Unlike DAGs defined with Python, declarative DAGs forcibly draw a strong line between the business logic (the Python callbacks and external commands) and the DAG definition. This obligatory separation brings some benefits:

  • The business logic doesn’t have to know anything about Airflow existence (except the task context dict).
  • The declaratively defined DAG doesn’t have to be executed by Airflow. A custom implementation could be created which could execute the DAGs described with YAML, which is easy to parse.
  • It is much clearer what has to be tested and what is not.

The business logic is completely under your responsibility so it should be covered with tests.

The DAG instantiation, however, is not your responsibility, so it doesn’t have to be covered with tests.
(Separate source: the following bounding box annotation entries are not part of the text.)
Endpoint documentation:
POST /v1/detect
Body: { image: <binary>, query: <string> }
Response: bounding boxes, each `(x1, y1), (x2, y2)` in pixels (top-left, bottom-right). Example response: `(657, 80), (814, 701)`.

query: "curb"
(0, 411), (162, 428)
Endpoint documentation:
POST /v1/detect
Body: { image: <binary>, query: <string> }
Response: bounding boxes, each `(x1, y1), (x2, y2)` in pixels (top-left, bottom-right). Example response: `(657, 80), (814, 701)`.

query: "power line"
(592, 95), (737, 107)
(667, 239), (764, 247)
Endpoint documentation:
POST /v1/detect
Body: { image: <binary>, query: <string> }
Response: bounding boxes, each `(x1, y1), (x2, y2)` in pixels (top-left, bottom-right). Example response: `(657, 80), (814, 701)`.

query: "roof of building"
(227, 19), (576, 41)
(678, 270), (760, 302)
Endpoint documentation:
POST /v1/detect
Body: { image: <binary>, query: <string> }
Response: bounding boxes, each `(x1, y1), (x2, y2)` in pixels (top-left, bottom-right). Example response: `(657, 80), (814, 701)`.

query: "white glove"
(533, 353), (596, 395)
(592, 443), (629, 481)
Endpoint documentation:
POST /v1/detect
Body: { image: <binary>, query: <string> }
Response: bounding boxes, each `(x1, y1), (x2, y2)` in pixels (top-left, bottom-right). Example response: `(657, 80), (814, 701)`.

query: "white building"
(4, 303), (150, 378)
It is just enough to ensure that the declarative DAG passes the schema validation and looks sensible (i.e. all required operators and sensors are defined, the flow contains all required links).

The schema validation could be automated with the following test:

from pathlib import Path

import airflow_declarative
import pytest
from airflow import DAG


DAG_DIR = Path("share") / "airflow"


@pytest.mark.parametrize("dag_path", DAG_DIR.glob("*.yaml"))
def test_load_airflow_dags(dag_path):
    dags = airflow_declarative.from_path(dag_path)
    assert all(isinstance(dag, DAG) for dag in dags)

This test assumes that all of your declarative DAGs are located in the share/airflow directory. It loads all yamls from that directory, validates their schemas and transforms them to airflow.models.DAG instances. If a declarative DAG passes this test, then it can be loaded by the actual Airflow.